Chasing Clinton, Sanders and O'Malley Court Teachers Unions

Both candidates say teachers need flexibility to take a more holistic approach to education.

U.S. News & World Report

Sanders, O'Malley Court Teachers Unions

NEA President Lily Eskelsen García met with U.S. Senator Bernie Sanders June 18, 2015, as part of the association’s recommendation process for the 2016 presidential campaign.

National Education Association President Lily Eskelsen García talks with Sen. Bernie Sanders on Thursday at the association's headquarters in Washington.Courtesy NEA Public Relations

The nation's two largest teachers unions are in the thick of their 2016 presidential endorsement processes, having met with the three major Democratic candidates who have announced their candidacies.
On Thursday, Sen. Bernie Sanders – an independent from Vermont running for the Democratic nomination – and former Maryland Gov. Martin O'Malley met with Lily Eskelsen Garcia, president of the National Education Association. Both the NEA and the American Federation of Teachers – the nation's largest teachers union after the NEA – now have heard from O'Malley, Sanders and front-runner Hillary Clinton at a time when the party each hopes to represent in the White House is divided over how to improve K-12 education in America.

"We are asking the tough questions that get to the heart of the issues that educators, their students and families are facing every day. They see what is happening in their schools and communities. They know that all students deserve the support, tools and time to learn," Eskelsen Garcia said in a statement. "But are politicians willing to commit to the success of every student regardless of his or her ZIP code? That is the key question that educators will ask over and over again."
So far, all three candidates have focused on framing education as an economic imperative that creates the clearest path to the middle class. They've also put a focus on the needs to reduce standardized testing in schools and empower teachers – desires the unions share – while staying away from more controversial topics such as teacher tenure and evaluation systems, school choice and Common Core.
Sanders is the only candidate so far to focus on problems with No Child Left Behind in his remarks to the unions, according to excerpts provided by the NEA and AFT.
Sanders, who serves on the Senate education committee, said there are few others as opposed as he is to the sweeping education law – which Congress is attempting to update – and to "this absurd effort to force teachers to spend half of their lives teaching kids how to take tests."
"If I have anything to say in the coming months, we would end [No Child Left Behind]," Sanders told Eskelsen Garcia.

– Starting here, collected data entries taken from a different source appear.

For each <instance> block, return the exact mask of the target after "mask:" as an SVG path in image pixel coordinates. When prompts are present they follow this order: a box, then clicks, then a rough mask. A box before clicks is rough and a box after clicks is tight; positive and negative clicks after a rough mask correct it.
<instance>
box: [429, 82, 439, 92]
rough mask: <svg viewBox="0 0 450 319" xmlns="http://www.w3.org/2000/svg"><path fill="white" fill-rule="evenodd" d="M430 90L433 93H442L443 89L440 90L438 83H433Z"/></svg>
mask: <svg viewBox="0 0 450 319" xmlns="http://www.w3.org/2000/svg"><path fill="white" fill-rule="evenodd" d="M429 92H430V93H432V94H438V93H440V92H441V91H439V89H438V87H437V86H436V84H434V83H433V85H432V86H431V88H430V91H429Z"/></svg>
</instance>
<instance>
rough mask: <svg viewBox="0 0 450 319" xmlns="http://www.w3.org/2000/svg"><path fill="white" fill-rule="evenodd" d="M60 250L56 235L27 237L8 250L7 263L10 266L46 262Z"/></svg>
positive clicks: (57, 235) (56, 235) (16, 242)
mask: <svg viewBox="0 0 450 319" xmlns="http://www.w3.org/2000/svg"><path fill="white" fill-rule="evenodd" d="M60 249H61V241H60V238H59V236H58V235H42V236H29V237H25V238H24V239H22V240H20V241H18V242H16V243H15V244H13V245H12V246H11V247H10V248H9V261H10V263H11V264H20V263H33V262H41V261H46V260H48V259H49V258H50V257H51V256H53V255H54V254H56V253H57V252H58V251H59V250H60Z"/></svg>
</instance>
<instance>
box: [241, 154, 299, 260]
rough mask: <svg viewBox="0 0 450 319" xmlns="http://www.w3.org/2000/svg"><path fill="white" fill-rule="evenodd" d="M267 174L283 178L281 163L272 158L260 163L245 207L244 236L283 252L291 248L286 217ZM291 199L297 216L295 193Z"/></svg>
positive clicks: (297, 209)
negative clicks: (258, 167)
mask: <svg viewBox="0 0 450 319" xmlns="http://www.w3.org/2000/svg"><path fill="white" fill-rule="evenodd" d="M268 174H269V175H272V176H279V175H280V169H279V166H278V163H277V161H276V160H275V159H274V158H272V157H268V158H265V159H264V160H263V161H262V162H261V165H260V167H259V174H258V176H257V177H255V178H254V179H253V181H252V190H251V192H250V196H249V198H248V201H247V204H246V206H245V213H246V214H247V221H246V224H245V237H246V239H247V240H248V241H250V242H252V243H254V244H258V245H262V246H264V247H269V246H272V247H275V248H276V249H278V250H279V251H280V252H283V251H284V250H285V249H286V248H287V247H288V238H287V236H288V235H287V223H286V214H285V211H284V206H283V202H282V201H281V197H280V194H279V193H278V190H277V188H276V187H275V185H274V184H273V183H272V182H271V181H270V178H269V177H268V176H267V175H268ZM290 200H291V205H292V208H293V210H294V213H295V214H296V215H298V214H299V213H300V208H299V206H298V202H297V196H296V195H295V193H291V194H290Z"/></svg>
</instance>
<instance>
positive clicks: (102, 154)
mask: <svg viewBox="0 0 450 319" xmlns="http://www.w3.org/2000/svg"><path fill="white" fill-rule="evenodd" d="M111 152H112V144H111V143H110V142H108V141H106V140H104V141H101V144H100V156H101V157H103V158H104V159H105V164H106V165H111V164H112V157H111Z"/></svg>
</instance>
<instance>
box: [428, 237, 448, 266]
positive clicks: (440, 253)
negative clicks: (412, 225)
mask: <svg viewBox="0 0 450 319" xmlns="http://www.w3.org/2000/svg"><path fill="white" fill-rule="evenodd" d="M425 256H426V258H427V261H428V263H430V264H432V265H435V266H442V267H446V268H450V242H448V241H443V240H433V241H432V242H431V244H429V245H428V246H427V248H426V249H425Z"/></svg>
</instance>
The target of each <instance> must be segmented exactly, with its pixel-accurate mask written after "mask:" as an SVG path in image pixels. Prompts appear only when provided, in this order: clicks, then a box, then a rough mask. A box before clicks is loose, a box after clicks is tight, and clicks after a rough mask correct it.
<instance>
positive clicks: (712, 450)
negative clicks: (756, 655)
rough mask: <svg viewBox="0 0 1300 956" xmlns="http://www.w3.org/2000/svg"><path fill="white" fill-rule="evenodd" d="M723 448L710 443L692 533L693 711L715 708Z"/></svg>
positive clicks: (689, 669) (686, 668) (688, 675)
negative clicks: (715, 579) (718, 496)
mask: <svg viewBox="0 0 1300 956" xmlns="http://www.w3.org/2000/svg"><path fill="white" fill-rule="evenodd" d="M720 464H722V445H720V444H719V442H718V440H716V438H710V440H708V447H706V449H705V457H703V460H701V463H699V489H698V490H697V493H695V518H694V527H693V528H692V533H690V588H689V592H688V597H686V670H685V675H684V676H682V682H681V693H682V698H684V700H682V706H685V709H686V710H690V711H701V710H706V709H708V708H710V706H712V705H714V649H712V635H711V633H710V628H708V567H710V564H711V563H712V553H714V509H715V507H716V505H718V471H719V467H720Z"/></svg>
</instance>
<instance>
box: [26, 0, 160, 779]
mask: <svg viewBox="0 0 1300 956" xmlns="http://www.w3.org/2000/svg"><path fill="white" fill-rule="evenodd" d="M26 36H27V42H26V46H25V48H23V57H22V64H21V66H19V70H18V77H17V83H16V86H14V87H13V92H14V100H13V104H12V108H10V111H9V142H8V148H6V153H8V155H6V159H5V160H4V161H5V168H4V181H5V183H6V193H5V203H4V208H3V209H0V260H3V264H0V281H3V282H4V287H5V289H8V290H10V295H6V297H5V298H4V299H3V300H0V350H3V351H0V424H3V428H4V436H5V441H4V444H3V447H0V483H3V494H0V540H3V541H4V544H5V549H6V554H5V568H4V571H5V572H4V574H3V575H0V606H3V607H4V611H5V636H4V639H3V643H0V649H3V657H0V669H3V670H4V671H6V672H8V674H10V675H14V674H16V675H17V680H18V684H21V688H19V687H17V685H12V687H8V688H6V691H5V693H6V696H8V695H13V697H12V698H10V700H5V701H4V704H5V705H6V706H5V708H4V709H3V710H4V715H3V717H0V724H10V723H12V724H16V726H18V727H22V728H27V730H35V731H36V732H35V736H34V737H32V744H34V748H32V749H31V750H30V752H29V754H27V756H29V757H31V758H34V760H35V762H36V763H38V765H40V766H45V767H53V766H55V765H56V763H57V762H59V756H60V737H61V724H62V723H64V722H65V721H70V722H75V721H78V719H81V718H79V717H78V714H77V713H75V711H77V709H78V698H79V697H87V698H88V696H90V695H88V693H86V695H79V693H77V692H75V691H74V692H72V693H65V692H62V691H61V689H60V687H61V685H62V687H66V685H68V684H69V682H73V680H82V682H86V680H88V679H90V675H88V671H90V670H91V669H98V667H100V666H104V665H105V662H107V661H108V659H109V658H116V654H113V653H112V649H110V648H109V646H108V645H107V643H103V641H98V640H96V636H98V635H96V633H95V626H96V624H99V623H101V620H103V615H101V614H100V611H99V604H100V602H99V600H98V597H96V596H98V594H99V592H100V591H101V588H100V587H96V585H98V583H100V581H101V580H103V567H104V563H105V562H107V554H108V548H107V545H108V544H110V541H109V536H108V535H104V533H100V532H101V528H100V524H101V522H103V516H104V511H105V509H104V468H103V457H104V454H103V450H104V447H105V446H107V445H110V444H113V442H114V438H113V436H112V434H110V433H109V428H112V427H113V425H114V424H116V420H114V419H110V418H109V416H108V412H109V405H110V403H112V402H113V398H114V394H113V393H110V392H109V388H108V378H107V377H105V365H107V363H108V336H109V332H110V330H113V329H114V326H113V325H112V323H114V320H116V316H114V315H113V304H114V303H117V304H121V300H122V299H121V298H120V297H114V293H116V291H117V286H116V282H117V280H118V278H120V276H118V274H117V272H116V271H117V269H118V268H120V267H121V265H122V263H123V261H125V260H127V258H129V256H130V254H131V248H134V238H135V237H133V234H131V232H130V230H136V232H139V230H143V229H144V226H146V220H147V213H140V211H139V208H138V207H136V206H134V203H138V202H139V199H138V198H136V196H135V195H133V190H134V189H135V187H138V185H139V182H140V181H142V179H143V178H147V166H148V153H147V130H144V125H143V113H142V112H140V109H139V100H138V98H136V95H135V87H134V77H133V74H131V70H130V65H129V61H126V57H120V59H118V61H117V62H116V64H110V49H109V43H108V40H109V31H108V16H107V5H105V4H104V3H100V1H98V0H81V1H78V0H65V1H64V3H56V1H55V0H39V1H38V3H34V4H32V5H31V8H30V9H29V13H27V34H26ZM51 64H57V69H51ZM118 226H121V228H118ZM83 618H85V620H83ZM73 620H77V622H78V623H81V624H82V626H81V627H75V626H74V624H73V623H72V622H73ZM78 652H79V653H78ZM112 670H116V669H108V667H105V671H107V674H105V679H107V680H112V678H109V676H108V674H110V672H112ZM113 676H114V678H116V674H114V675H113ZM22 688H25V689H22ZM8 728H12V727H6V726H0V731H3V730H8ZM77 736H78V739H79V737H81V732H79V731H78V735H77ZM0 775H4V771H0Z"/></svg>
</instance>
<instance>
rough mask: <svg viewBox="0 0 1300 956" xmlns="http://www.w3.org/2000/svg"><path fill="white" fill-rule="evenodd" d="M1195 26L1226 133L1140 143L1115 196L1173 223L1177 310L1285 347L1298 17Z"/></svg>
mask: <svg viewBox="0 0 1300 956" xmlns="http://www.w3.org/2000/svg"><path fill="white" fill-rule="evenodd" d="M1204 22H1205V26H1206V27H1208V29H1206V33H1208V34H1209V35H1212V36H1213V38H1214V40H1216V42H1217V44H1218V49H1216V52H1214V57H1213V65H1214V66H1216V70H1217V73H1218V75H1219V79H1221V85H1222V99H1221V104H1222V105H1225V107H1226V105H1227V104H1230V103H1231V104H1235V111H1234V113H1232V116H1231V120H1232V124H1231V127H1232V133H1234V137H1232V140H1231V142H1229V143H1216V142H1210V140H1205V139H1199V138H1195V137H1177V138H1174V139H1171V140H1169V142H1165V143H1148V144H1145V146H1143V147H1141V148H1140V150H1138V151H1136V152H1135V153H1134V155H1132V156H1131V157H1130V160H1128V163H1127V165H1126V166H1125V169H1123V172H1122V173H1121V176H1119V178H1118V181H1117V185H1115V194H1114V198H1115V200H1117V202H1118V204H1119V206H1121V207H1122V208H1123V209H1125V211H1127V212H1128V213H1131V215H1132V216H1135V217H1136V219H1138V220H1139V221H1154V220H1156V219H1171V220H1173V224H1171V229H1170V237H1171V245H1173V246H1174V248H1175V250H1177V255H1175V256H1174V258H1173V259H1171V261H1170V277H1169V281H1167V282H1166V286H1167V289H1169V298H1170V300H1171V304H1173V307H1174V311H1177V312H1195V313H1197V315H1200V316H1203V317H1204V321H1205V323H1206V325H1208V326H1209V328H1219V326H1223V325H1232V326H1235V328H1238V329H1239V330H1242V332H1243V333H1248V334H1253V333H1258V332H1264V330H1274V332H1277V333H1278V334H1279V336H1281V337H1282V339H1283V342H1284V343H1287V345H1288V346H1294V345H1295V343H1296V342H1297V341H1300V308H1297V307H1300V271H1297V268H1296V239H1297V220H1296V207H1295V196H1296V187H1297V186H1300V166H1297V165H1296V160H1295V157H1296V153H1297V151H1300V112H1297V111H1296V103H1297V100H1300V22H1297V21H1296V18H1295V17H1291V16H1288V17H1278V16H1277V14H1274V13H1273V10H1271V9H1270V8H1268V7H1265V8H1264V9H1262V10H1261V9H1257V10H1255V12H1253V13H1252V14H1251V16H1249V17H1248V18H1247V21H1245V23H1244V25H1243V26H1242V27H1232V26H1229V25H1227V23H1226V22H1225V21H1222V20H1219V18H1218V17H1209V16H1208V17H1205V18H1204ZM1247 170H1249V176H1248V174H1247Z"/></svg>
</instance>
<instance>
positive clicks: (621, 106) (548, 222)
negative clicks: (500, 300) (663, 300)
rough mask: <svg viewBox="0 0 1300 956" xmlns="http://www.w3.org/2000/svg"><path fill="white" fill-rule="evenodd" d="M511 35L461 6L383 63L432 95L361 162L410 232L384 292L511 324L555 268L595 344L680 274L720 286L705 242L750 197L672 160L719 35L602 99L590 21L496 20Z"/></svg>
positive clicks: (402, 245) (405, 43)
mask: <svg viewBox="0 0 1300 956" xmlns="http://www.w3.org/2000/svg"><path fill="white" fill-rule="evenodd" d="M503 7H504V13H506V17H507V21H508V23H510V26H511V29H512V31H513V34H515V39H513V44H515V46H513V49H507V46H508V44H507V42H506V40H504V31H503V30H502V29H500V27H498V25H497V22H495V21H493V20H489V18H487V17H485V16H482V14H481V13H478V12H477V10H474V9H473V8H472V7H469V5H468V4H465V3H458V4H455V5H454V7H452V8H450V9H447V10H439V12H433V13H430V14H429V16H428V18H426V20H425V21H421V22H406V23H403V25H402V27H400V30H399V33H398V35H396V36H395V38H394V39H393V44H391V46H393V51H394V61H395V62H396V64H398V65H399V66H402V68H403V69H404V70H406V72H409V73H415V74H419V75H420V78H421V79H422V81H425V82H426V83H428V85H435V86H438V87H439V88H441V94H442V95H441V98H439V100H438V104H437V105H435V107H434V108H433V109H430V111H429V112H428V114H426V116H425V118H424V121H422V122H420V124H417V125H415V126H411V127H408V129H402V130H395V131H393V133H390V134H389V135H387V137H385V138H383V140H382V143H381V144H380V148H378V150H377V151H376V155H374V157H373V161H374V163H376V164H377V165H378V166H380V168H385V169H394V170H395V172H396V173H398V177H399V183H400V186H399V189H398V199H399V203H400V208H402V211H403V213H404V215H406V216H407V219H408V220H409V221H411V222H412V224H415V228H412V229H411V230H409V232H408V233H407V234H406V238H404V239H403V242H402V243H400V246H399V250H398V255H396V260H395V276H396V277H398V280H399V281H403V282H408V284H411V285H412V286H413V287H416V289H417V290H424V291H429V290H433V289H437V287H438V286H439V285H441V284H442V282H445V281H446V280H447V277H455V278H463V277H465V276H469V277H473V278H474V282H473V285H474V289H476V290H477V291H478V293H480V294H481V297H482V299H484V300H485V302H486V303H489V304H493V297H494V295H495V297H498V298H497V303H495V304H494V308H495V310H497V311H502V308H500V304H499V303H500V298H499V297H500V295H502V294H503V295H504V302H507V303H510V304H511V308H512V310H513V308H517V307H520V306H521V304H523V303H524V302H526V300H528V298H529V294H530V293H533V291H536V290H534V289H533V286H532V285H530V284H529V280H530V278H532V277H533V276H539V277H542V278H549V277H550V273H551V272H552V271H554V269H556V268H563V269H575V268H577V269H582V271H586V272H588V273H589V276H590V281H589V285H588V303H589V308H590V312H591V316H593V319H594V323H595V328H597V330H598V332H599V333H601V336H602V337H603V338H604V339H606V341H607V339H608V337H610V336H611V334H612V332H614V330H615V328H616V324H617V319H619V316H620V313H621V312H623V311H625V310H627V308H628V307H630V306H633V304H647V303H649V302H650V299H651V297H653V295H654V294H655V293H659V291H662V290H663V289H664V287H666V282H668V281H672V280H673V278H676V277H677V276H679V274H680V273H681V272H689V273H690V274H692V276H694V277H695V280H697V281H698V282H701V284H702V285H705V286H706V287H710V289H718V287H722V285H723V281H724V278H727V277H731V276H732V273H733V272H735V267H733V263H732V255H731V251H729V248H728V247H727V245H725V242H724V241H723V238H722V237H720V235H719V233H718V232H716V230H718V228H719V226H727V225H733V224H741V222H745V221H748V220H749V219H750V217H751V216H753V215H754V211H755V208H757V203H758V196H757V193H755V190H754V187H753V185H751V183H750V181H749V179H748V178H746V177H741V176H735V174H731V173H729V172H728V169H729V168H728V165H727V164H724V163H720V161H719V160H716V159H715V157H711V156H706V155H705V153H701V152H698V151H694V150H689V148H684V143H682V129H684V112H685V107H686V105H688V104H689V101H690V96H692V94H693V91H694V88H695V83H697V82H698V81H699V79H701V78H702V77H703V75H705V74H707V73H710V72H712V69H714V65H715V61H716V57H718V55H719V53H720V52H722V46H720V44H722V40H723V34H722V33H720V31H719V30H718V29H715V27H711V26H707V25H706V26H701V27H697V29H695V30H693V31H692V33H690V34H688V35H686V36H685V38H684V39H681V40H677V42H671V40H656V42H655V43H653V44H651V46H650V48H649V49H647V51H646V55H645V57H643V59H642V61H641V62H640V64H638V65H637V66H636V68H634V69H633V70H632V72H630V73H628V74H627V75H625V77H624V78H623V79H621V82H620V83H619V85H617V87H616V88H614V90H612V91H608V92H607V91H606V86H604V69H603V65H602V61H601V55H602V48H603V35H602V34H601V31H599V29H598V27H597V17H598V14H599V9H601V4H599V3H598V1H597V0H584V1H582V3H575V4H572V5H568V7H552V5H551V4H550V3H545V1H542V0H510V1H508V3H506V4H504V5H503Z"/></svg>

National Education Association President Lily Eskelsen García speaks with former Maryland Gov. Martin O'Malley on Thursday at the association's headquarters in Washington.
Courtesy NEA Public Relations

Both candidates also made the overuse of standardized testing a focus of their NEA remarks.
Sanders said it's important to "look at the whole child," and to give teachers more flexibility to work with their students.
"Teaching kids just to take [a] test in my view does not go far enough," Sanders said.
O'Malley, too, said there needs to be a more holistic approach to teaching.


"Increasing the frequency of tests doesn't necessarily increase the quality of education," O'Malley said. "We have to be mindful of the whole child – their development, their nutrition, their health. Learning is about more than that feedback loop of tests and quizzes."
O'Malley used his remarks to focus on his time as governor, saying that during his tenure from 2007 to 2015, Maryland "made public education a priority by partnering with teachers, and by not doing less but by doing more." He also defended the federal government's role in K-12 education, which lawmakers on both sides of the aisle have said needs to be scaled back to some extent.
"No child is a spare American. In Maryland, we came together to forge the consensus to make the investments at the state level to give our children the quality education they deserve," O'Malley said. "There's so much the federal government can do better in education, but we won't do better if we insist on doing less, not more."
Sanders and O'Malley are far behind Clinton in early polling, though Sanders has showed some momentum of late, trailing Clinton by 10 points in a recent Suffolk University poll of New Hampshire.